Microsoft (NASDAQ: MSFT) confirmed late last week in a blog post that Windows 10 will be shipping with the upcoming DirectX 12 API — and a technical preview is already available to developers via the early build of Windows 10 recently released.
“The final version of Windows 10 will ship with DirectX 12, and we think it’s going to be awesome,” Microsoft’s Brian Langley wrote in a blog post. “Game developers who are part of our DirectX 12 Early Access program have even more incentive to join the Windows Insider program. These game developers will receive everything they need to kickstart their DX12 development.”
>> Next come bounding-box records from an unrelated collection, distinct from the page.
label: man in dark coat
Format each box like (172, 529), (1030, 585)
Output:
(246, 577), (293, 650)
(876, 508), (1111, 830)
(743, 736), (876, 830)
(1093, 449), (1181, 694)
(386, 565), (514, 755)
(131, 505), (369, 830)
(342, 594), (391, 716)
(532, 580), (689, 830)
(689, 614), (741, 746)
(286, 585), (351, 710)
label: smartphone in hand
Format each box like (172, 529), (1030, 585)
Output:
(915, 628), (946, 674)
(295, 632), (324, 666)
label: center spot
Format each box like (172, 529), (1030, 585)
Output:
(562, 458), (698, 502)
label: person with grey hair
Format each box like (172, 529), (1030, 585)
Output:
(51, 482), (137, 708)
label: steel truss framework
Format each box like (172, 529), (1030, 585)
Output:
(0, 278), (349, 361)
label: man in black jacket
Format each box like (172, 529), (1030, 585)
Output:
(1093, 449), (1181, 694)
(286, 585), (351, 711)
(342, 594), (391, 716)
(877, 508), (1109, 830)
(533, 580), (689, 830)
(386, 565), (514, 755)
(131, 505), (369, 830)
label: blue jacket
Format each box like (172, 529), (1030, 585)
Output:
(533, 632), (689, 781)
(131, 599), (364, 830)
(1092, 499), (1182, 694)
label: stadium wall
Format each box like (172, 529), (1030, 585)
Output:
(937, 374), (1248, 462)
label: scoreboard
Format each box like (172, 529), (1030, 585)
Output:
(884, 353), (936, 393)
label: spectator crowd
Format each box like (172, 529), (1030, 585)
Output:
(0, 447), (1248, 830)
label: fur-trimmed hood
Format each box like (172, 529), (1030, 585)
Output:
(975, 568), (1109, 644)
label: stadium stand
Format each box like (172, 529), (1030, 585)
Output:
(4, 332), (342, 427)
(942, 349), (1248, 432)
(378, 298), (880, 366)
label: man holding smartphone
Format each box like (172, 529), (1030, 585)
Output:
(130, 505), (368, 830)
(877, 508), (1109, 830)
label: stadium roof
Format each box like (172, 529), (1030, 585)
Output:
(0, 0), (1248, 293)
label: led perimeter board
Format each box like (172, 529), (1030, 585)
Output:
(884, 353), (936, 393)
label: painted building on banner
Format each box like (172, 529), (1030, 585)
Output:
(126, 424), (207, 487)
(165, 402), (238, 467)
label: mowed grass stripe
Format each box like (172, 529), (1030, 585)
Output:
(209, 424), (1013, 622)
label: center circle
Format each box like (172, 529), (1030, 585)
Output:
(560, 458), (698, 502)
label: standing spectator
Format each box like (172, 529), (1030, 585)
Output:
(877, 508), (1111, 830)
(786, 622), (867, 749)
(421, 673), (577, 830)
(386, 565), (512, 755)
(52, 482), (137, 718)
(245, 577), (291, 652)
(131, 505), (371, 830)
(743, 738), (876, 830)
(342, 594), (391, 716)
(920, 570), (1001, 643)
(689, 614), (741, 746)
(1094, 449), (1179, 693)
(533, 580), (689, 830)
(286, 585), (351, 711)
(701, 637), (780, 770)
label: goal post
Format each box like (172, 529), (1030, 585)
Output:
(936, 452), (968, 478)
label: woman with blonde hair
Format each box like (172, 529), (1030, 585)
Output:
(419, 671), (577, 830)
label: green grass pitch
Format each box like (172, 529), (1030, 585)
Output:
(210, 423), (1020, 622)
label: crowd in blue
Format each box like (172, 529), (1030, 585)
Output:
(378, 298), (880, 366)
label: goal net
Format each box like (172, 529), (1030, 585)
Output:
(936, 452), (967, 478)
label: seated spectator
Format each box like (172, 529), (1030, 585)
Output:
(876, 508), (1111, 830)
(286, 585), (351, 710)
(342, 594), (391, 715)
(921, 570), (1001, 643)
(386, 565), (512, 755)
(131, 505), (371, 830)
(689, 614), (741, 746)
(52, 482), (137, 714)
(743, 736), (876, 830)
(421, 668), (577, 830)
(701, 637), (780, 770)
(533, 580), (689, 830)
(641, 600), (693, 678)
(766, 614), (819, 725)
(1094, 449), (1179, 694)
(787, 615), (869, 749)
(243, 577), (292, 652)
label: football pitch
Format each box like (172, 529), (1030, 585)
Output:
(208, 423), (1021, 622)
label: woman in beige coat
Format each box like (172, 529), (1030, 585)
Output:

For now, Microsoft will have to work overtime to convince developers about the technical virtues of the new API and why it deserves their full support. In some ways Microsoft finds itself competing with AMD (NYSE: AMD) and its Mantle API as both promise close to the metal access for developers. Though Mantle isn’t close to mainstream, it does count more support from developers than DirectX 12; Unreal Engine 4 is the only game engine to support DirectX 12 while AMD can count a handful of AAA titles and developers that support its Mantle (though the comparison isn’t entirely fair as DirectX 12 isn’t officially out yet).
Microsoft says that it’s currently working with developers to build relationships and support for DirectX 12.
Windows 10 is expected to be released in 2015.